Joel: A visionary, yeah. And sort of a precursor to a lot of the sort of, great film programmers that turned up on cable networks later on. One day he'd show, like,
8 1/2, and the next day he'd show Son of Hercules. (laughs). Ethan's theory was that he'd bought the whole Joe Levine catalogue...
The first thing I did when I got home was to take a bath (we didn’t have a shower), and put my Rolex on my left ankle, just to look at it submerged. Even though I knew nothing about watches, I did know about Rolex’s impressive waterproof claims. It didn’t leak.
Later on my Dad found out what I did, and he was furious. Me spending all my money on a watch I didn’t even know was real, from a snake oil salesman like Mel Jazz (he knew who he was). How dumb it that! I immediately took down the head shot and ripped it up.
Over the summer I wore my Rolex when I wasn’t digging through concrete. One occasion I got drunk off of cheap Screwdrivers, went swimming in Cedar Lake with my best friend and a bunch of girls, all the while complaining about why I couldn’t find any girls, broke into my mom’s house after losing my keys, woke up in my bed with the Rolex still ticking on my wrist. It still didn’t leak.
I brought my watch to college in the fall. A few weeks in I wore it while showering in the dorm, took it off and hung it on one of the knobs. I walked out of the shower room, completely forgetting I’d left my watch in there (these were group showers, like a health club). Fifteen minutes later I ran back in there, to find my watch still hanging on knob in the shower. I brought the watch back to Minnesota during Thanksgiving, and gave it to my Dad to hold onto until I graduated.
In the fall of 1993 I was re-acquainted with my watch, a basic stainless steel Date Perpetual with Jubilee bracelet. I had just started my 1st job out of college as a mechanical engineer. I had an austere lifestyle, and preferred my Ironman to my Rolex, which got little wrist-time.
In May 1997 I switched jobs, and by that fall I posted a for sale sign for my Rolex - $1300. An hour later a guy in the inspection department called about it, and he had the look. He was in its siren song. He bought it on the spot, told me it was for someone he knew. A couple days later John asked me if I had any other links for it.
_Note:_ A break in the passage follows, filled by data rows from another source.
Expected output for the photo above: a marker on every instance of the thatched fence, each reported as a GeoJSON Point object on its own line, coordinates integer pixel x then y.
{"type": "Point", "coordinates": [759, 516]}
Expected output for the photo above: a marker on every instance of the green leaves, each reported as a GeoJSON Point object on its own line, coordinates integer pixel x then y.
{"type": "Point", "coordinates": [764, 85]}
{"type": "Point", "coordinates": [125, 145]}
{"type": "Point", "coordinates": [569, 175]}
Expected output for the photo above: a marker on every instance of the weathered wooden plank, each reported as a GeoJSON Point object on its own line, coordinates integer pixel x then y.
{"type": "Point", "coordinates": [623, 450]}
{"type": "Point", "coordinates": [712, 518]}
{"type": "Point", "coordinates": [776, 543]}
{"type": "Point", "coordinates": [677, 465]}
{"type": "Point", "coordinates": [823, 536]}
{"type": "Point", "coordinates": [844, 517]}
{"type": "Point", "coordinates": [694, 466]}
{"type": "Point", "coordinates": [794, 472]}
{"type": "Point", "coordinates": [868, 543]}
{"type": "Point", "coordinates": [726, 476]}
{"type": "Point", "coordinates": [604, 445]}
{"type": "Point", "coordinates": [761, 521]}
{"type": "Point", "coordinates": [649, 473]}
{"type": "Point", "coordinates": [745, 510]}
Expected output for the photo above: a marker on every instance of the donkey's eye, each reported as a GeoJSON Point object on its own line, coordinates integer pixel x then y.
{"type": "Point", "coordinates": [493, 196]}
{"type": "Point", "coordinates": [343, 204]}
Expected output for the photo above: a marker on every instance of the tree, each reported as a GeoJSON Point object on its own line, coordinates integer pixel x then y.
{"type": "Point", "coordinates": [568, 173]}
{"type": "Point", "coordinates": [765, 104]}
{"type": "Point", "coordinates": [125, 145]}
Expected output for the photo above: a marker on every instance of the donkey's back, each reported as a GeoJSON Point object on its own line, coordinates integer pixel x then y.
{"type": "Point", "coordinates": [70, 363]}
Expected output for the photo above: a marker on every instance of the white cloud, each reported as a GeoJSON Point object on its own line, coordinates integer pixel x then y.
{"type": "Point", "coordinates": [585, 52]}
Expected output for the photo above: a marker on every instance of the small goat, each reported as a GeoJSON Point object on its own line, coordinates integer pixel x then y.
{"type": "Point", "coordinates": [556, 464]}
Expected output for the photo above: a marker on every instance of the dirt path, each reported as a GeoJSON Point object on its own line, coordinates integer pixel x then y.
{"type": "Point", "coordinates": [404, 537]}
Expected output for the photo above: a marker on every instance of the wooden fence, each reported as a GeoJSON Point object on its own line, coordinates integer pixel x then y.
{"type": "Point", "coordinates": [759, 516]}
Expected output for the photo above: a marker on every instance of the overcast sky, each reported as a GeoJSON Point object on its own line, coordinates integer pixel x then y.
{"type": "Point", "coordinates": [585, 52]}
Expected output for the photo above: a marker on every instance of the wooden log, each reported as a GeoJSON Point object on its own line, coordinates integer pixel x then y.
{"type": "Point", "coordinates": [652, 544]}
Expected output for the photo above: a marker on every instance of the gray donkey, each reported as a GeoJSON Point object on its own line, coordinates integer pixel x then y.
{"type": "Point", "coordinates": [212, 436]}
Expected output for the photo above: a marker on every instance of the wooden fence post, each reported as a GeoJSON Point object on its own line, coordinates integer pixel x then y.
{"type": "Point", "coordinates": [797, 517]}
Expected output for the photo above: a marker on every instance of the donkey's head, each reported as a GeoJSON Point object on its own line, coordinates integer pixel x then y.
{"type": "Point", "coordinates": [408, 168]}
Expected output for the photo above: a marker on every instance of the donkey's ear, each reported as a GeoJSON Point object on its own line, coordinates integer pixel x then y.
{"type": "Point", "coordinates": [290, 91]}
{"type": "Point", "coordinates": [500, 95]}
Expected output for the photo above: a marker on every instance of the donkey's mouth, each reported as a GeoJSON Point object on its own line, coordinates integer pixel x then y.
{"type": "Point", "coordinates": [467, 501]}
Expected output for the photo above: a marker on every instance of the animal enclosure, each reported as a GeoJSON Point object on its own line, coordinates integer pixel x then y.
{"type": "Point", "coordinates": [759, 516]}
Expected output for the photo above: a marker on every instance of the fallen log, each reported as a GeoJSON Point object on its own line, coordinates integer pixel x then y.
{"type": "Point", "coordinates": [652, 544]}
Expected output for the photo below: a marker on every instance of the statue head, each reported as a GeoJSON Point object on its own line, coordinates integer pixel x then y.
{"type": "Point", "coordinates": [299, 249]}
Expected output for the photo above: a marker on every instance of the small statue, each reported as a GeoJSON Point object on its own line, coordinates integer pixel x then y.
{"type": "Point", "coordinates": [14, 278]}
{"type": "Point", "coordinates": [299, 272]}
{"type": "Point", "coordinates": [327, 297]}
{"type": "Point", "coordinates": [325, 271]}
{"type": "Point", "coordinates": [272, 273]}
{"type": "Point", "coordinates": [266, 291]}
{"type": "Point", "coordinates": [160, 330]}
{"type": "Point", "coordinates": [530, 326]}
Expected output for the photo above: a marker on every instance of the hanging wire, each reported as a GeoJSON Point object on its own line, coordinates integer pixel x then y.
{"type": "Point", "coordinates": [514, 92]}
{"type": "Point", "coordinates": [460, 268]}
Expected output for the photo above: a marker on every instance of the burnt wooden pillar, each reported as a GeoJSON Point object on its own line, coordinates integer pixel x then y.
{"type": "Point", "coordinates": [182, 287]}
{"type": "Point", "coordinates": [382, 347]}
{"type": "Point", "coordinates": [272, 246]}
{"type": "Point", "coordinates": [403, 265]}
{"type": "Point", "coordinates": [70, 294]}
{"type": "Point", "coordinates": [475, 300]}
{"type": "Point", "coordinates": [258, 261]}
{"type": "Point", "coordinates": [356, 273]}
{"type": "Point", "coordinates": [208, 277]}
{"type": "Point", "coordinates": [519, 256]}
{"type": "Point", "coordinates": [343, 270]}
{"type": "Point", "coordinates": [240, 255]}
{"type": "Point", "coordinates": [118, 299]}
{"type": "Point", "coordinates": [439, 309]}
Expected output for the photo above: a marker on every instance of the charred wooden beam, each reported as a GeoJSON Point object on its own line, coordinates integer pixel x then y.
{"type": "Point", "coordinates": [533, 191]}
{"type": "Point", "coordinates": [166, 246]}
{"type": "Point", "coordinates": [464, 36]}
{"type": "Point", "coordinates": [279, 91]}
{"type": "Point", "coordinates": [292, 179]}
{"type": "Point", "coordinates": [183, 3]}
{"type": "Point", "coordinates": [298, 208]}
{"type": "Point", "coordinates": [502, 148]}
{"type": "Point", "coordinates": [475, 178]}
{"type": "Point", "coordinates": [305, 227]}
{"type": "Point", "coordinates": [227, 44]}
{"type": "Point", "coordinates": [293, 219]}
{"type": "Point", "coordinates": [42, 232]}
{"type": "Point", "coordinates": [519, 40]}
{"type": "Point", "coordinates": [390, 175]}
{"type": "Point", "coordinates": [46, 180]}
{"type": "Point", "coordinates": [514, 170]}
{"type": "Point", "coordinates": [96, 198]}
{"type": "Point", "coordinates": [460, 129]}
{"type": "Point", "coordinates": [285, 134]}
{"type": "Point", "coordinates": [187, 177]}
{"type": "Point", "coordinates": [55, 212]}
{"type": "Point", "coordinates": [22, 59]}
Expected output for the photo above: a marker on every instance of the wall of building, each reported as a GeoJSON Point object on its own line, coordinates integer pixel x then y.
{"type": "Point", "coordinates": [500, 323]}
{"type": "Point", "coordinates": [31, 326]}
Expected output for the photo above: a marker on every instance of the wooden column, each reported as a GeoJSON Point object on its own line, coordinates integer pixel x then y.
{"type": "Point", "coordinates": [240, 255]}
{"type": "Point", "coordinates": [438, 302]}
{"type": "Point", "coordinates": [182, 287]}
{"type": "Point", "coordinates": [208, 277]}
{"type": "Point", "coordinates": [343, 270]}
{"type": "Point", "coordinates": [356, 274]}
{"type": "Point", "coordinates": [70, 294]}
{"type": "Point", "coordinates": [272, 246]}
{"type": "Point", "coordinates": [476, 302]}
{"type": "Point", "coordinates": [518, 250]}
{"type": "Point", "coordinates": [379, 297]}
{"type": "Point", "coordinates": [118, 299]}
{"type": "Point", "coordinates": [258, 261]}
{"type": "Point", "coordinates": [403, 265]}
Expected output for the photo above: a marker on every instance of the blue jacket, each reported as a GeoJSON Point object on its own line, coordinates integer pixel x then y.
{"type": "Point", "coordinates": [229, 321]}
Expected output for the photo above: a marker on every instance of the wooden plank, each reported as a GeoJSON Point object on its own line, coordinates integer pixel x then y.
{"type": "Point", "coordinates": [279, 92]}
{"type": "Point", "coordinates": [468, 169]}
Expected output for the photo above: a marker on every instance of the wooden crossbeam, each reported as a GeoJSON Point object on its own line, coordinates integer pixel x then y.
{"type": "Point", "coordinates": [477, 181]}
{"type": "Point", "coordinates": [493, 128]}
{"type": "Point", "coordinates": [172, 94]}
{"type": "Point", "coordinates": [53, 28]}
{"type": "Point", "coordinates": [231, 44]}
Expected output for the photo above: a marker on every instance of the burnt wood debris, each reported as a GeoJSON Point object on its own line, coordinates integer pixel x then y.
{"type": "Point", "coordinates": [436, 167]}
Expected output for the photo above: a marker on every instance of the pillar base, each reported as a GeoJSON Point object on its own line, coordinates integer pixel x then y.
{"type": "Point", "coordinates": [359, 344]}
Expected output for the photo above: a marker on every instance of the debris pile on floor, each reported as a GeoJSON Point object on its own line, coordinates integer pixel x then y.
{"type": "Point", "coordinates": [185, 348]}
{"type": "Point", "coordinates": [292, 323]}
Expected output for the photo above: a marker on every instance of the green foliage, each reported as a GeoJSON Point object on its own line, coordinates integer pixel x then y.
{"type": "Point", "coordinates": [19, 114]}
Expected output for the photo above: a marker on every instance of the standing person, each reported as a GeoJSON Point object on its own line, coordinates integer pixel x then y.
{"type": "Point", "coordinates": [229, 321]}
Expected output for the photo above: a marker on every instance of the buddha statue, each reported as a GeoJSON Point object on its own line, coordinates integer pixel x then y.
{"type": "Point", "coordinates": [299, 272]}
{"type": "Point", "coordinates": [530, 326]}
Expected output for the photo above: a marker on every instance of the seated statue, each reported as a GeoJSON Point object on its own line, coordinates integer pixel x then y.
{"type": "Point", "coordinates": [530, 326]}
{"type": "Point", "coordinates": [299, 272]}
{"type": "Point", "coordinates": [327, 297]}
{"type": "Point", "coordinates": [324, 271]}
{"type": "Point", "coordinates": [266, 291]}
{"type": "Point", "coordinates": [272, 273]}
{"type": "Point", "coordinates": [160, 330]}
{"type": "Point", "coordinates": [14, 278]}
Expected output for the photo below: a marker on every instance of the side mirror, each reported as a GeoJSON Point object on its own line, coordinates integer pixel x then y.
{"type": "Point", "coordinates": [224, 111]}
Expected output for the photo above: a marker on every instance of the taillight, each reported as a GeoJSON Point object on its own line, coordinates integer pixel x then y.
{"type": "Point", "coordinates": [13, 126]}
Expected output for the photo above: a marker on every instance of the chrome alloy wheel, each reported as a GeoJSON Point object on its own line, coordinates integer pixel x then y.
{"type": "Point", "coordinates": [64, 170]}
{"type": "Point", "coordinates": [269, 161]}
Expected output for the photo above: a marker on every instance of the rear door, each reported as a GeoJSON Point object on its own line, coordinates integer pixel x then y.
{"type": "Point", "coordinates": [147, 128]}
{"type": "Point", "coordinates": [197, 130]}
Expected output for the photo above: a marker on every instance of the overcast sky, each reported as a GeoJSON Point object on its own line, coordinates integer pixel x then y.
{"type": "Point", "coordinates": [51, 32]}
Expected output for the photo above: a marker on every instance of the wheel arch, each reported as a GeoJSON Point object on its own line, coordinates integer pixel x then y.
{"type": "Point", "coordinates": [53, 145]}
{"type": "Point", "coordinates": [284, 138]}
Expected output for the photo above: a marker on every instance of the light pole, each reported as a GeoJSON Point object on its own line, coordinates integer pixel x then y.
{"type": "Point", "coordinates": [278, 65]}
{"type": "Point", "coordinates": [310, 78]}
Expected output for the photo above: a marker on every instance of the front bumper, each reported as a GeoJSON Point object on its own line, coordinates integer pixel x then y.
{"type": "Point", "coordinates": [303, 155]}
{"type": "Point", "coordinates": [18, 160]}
No I didn’t. OK, he said, that’s fine. A few weeks after that I was in the inspection department, and John had the watch on. It was hopelessly tight, I thought his hand was going to fall off.
Man I miss that watch!
(PS – I do have some pictures, but I don’t know exactly how to post them, and I don’t want to miss the deadline.)
Thanks for reading, if you made it this far!!!